Rethinking the Gulag
The Soviet Gulag was one of the largest, most complex, and deadliest systems of incarceration in the 20th century. What lessons can we learn from its network of labor camps and prisons and exile settlements, which stretched across vast geographic expanses, included varied institutions, and brought together inmates from all the Soviet Union's ethnicities, professions, and social classes? Drawing on a massive body of documentary evidence, Rethinking the Gulag: Identities, Sources, Legacies explores the Soviet penal system from various disciplinary perspectives.
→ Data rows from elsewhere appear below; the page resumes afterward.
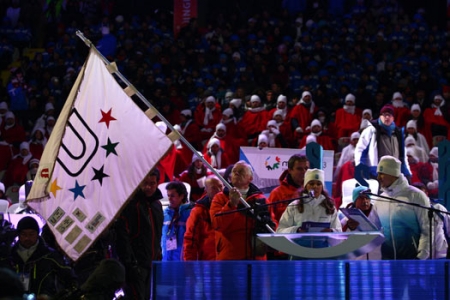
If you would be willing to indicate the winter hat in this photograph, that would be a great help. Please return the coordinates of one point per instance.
(316, 122)
(368, 111)
(311, 138)
(314, 174)
(411, 124)
(397, 95)
(33, 161)
(415, 107)
(355, 135)
(410, 140)
(387, 109)
(306, 93)
(25, 145)
(389, 165)
(350, 97)
(196, 157)
(277, 112)
(210, 99)
(282, 98)
(255, 98)
(358, 190)
(221, 126)
(263, 138)
(49, 106)
(434, 151)
(272, 123)
(213, 141)
(186, 112)
(228, 112)
(236, 102)
(27, 223)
Divided into three sections, the collection first considers \"identities\"-the lived experiences of contingents of detainees who have rarely figured in Gulag histories to date, such as common criminals and clerics. The second section surveys \"sources\" to explore the ways new research methods can revolutionize our understanding of the system. The third section studies \"legacies\" to reveal the aftermath of the Gulag, including the folk beliefs and traditions it has inspired and the museums built to memorialize it. While all the chapters respond to one another, each section also concludes with a reaction by a leading researcher: geographer Judith Pallot, historian Lynne Viola, and cultural historian and literary scholar Alexander Etkind. Moving away from grand metaphorical or theoretical models, Rethinking the Gulag instead unearths the complexities and nuances of experience that represent a primary focus in the new wave of Gulag studies.